Ballot access case was wrongly decided

A nationally recognized ballot access law expert said the N.C. Supreme Court made a wrong decision in upholding the state’s elections laws. The court ruled last week that the law did not violate the U.S. or state constitutions, putting an end to a five year long challenge by the state Libertarian Party.

“The N.C. Supreme Court certainly wrongly decided the case,” said Richard Winger, founder and editor of Ballot Access News. “It is outrageous that the court ignored an overwhelming amount of evidence in the case.” For example, the court majority said that the 85,379 signature requirement for new political parties was necessary to prevent “frivolous and fraudulent” candidates from getting on the ballot.

“The requirement was not raised in order to stop ballot clutter, as the record in the lawsuit showed,” he said. “The requirement was raised because legislators were upset that the Socialist Workers Party had qualified for the ballot in 1980, the first time that a Marxist political party had ever appeared on a government-printed ballot in North Carolina.” From 1929 to 1981, when only 10,000 signatures were required for a minor party to qualify, only four parties every appeared on the ballot.

Winger also criticized the court for neglecting to rule many subsidiary issues, like whether voters have a right to register into an unqualified party and for including erroneous assumptions and factual errors in their decision.

“The decision erroneously implies that many other states do not let primary voters sign a petition for a new party,” Winger said.

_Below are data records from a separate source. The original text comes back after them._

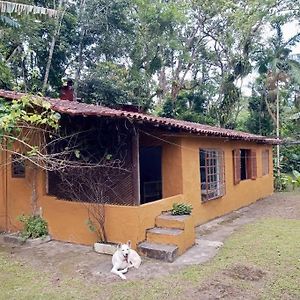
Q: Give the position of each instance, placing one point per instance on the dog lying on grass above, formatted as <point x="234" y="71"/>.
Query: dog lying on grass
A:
<point x="124" y="259"/>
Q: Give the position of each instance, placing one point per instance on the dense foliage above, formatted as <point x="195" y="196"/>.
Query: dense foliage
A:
<point x="34" y="227"/>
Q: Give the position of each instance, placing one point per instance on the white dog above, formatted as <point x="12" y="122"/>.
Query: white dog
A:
<point x="124" y="259"/>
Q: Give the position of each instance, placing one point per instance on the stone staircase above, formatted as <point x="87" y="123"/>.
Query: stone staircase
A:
<point x="171" y="236"/>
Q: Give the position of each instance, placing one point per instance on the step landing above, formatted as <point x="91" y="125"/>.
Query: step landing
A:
<point x="163" y="252"/>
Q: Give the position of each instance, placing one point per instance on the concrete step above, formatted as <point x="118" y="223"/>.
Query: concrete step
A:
<point x="165" y="236"/>
<point x="163" y="252"/>
<point x="170" y="221"/>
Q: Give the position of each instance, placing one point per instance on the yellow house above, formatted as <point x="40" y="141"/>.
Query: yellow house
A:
<point x="214" y="169"/>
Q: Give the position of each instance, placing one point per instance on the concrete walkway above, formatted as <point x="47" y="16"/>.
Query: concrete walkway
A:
<point x="211" y="235"/>
<point x="70" y="260"/>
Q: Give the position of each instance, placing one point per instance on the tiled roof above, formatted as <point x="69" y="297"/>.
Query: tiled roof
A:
<point x="76" y="108"/>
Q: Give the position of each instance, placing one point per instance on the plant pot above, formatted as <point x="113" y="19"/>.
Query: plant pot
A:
<point x="105" y="248"/>
<point x="15" y="238"/>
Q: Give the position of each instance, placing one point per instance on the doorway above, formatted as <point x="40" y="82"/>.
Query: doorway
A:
<point x="150" y="173"/>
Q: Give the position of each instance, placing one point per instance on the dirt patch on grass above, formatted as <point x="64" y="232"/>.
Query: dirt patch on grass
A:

The court cites an Ohio election law that refers to petitions to place a candidate on a party’s primary ballot to justify the claim that Ohio is a state where only party members may sign a petition to place a party on the ballot.

“This is a factual error,” Winger observed.

The court also said that California would not let primary voters sign a petition for an independent candidate. “That has nothing to do with a petition to create a new party,” Winger said. “Furthermore, California abandoned that restriction in 1976. Texas is the only state in the nation that won’t let primary voters sign a new party’s petition.”

“It is notable that many of the state’s leading newspapers have a better grasp of the facts than the majority on the North Carolina Supreme Court did,” he said, citing a recent editorial in the Greensboro News-Record.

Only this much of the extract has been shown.